Comment How to disable these cameras for cheap (Score 5, Interesting) 342

A friend of mine discovered that it is trivially easy to blind one of these cameras.

From his local grocery store, he bought an empty sprayer bottle and some white glue (like Elmer's); this cost like three bucks. He mixed up a 1:1 solution of glue and water, then screwed his sprayer bottle's nozzle to the "stream" mode.

My friend started carrying one of those reusable grocery bags to the store. He'd just leave the sprayer bottle in it. Every time he went to the store, he'd walk up behind the red-light camera, stand just underneath it but still outside its field of vision, and then spray glue all over the lens.

Note that the red light camera systems usually have two cameras: one is a video camera, mounted higher up, which does detection; the lower camera is a high-res still camera, designed to capture the image of the license plate. You don't need to bother with the video camera; just blind the still camera. The system will still keep running, but the photos will be all blurred out and unusable.

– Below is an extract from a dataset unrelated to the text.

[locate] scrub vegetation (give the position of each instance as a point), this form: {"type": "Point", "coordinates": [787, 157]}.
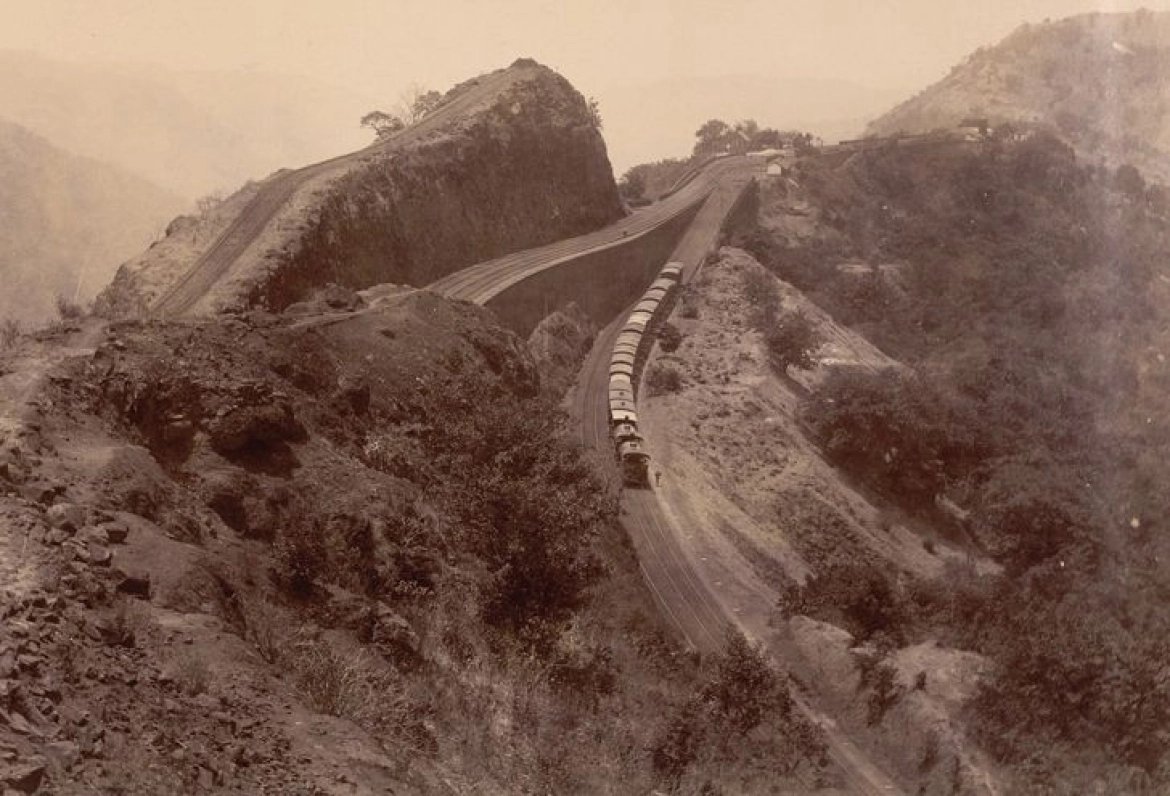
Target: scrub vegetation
{"type": "Point", "coordinates": [1025, 292]}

My friend said that he'd walk by the camera two or three times a week, and the lens was usually cleaned off by the time he came back. That means that the red-light camera company was sending someone out to clean it, over and over, every week, costing the company lots of money.

My friend told me that someone once approached him in the grocery store and asked what he had been doing; they'd seen him spraying the camera and were curious what he was up to. When he explained how easy it was to disable a red-light camera, the person was delighted and decided to go start doing it herself, too.